Wolfgang Kiefer, Editor-in-Chief
Journal of Raman Spectroscopy
As an „Old Guy“ working in Raman Spectroscopy more than four decades, it gives me great pleasure to write a few words for the new blog called “Raman Ponderings”.
I remember the days in the early to mid sixtieth when we needed hours to get a reasonable Raman spectrum even from a pure liquid using discharge lamps, prism spectrometers and photographic plates. Young Raman investigators probably cannot imagine how cumbersome it had been those days to get a reasonable Raman spectrum without a laser, a grating spectrometer and a CCD camera. Nowadays such spectra are recorded in seconds – what a tremendous improvement!

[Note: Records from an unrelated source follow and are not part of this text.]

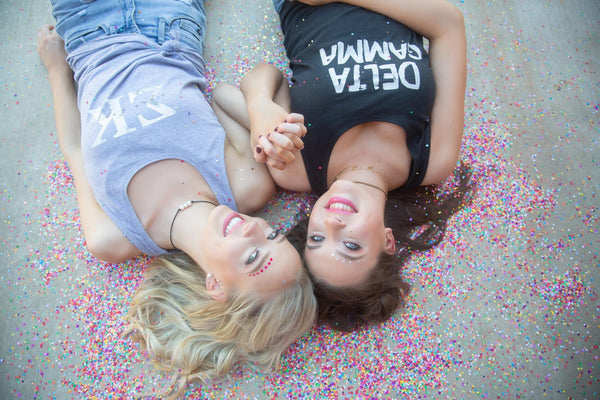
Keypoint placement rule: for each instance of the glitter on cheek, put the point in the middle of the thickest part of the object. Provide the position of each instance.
(262, 269)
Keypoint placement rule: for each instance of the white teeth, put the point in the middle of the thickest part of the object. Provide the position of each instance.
(234, 221)
(341, 207)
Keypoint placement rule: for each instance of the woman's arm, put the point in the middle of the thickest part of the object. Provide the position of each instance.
(443, 25)
(266, 96)
(104, 240)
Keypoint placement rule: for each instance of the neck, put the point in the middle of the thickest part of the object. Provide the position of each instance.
(365, 175)
(189, 219)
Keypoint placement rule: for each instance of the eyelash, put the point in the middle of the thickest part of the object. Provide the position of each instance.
(316, 238)
(272, 236)
(352, 246)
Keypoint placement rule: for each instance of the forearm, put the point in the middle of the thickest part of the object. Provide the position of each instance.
(429, 18)
(260, 86)
(66, 113)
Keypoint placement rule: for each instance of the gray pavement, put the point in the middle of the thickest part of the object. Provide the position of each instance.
(506, 307)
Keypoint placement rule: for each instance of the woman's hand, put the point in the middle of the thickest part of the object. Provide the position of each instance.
(277, 137)
(51, 49)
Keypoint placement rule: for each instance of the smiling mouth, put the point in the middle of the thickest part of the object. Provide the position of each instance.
(341, 205)
(231, 223)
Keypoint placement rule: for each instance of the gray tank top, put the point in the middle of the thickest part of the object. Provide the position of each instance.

In addition, Raman spectroscopy, with its profound theoretical basis and multifaceted practical applicability has made great contributions in the past to the scientific progress in general and it has combined with and permeated other fields of natural sciences. This has brought about many new research frontiers and resulted in an explosion of research activities crossing the boundaries of scientific disciplines. It is especially anticipated that it plays an even more important role in the research of nano- or sub-nano samples of various kinds and of single molecules. Such feature of Raman spectroscopy requires that Raman spectroscopists renew their concepts and readjust themselves to the new developing trends and challenging tasks. Sometimes I am asking myself what cannot be done by Raman spectroscopy - a wonderful analytical tool for science and technology which was discovered by Sir Chandrasekara Venkata Raman and K.S. Krishnan eight decades ago at the Indian Association for the Cultivation of Science in Calcutta, India. I am looking forward to many more years of significant advancements in this research field. In particular, the recent rapid development in microCARS spectroscopy makes me quite happy due to the fact that Raman people can contribute significantly to the research in many fundamental research disciplines with a fantastic new microscopic tool working on a molecular level. The incorporation of coherent control and adaptive techniques, the combination with tip-enhanced Raman spectroscopy (TERS), as well as the use of a special software to derive a “normal” Raman spectrum out of the complicated CARS spectrum makes a CARS microscope to a superb instrument to get very fast and even two- or three-dimensionally, molecular spectroscopic information with extreme high spatial resolution. What a wonderful time – I wish I would be 40 years younger and be able to actively contribute more to this field.